Tutto cominciò al mattatoio di Roma, nel 1937. L’allora cattedratico di Clinica delle malattie mentali e nervose vide come ai maiali, prima di condurli al macello, si propinasse una scossa elettrica per renderli incoscienti senza ucciderli. Forse è possibile, pensò Cerletti, che adattando voltaggio e durata della scossa venga stimolato, in un cervello ottenebrato dalla follia, un primordiale istinto di sopravvivenza. Una mattina di aprile dell’anno successivo, nelle stanze più isolate della Clinica psichiatrica universitaria di cui era direttore, Cerletti - assistito da Lucio Bini, che aveva progettato l’apparecchio - somministrò l’elettroshock a un uomo. Si trattava di un ingegnere di 39 anni, fermato dalla polizia alla stazione centrale di Roma, senza biglietto, non in possesso delle sue facoltà mentali, e con una diagnosi di schizofrenia e paranoia, nonché alcolismo, tossicomania e depressione. Ripresosi dopo 0,2 secondi di corrente alternata a 80 volt, le sue parole furono: «Non fatelo un’altra volta. È la morte».
Fu l’inizio di un capitolo della psichiatria che provocò enormi fraintendimenti, strumentalizzazioni, abusi, infinite acerrime discussioni, e che ancora oggi, lungi dall’essere chiuso, scava un solco profondo tra coloro che difendono l’elettroshock come svolta terapeutica forse superata (dalle scoperte della psicofarmacologia) e coloro che invece lo additano come trovata rozza e violenta, da «macellai». Questioni forse insolubili, che ritroviamo, insieme al percorso intellettuale dell’uomo che molto più di altri ne è il rappresentante oggi semisconociuto, nella lunga introduzione di Roberta Passione al libro Ugo Cerletti - Scritti sull’elettroshock (Franco Angeli, pag. 238, euro 20).
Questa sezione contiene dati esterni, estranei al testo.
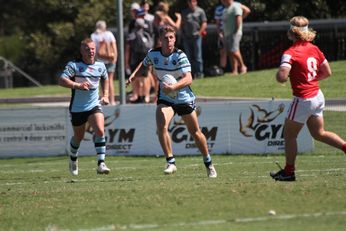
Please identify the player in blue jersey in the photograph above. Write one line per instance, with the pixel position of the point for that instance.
(83, 77)
(167, 59)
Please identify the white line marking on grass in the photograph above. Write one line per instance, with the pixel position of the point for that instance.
(215, 222)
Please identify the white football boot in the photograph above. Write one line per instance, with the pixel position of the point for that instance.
(170, 169)
(211, 172)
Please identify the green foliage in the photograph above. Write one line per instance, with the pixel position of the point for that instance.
(11, 47)
(49, 31)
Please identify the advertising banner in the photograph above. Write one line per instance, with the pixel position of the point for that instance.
(230, 128)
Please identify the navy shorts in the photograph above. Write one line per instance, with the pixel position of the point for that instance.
(180, 109)
(80, 118)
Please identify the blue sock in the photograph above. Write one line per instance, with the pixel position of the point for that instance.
(100, 147)
(207, 160)
(170, 160)
(74, 146)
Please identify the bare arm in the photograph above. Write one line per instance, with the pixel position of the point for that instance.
(114, 46)
(324, 71)
(282, 74)
(66, 82)
(203, 28)
(105, 86)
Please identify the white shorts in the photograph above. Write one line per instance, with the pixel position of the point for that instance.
(301, 109)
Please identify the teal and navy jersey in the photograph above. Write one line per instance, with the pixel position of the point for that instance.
(175, 64)
(81, 72)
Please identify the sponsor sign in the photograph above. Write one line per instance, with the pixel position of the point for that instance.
(32, 131)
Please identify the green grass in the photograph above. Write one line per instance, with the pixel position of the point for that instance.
(260, 84)
(39, 194)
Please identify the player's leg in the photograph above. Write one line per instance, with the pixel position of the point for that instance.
(316, 128)
(192, 125)
(291, 131)
(164, 115)
(96, 121)
(111, 88)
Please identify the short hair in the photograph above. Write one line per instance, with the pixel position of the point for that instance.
(166, 29)
(86, 41)
(300, 29)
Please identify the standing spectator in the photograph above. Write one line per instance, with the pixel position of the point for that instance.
(305, 65)
(105, 41)
(146, 7)
(140, 87)
(220, 36)
(176, 98)
(138, 42)
(233, 16)
(83, 77)
(194, 24)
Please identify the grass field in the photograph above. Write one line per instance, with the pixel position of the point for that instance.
(39, 193)
(255, 84)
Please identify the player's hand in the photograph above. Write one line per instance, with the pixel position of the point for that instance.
(83, 86)
(104, 100)
(130, 80)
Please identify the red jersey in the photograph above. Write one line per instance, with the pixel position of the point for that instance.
(304, 59)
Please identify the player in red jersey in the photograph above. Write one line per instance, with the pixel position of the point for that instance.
(304, 64)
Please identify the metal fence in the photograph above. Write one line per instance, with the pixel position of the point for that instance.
(263, 43)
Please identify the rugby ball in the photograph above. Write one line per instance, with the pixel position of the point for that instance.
(169, 79)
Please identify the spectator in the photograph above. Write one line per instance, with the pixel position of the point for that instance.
(106, 52)
(233, 16)
(83, 77)
(220, 36)
(140, 87)
(194, 24)
(304, 65)
(176, 98)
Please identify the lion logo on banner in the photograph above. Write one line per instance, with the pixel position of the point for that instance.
(258, 116)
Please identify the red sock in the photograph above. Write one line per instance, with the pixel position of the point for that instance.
(344, 148)
(289, 169)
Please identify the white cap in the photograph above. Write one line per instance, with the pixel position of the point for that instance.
(135, 6)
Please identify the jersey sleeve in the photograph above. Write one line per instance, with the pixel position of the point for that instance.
(286, 59)
(184, 63)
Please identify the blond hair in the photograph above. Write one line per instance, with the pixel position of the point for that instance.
(300, 29)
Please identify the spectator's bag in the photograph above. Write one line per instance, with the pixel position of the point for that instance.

Indiscutibilmente, Cerletti era scienziato di genio. Nato nel 1877 a Conegliano Veneto, poco più che ventenne passava dagli studi di botanica a quelli del sistema nervoso e delle patologie correlate. Durante il Ventennio la repentina diffusione in Europa e negli Stati Uniti dell’elettroshock portò lustro alla scienza italiana. Candidato al premio Nobel, a ragione di successive ricerche (condotte usando se stesso come cavia) che contribuirono allo sviluppo della ricerca neurochimica, il nome di Cerletti resta però irreversibilmente legato a quell’elettroshock di cui pure lui auspicava la sostituzione con terapie meno drammatiche.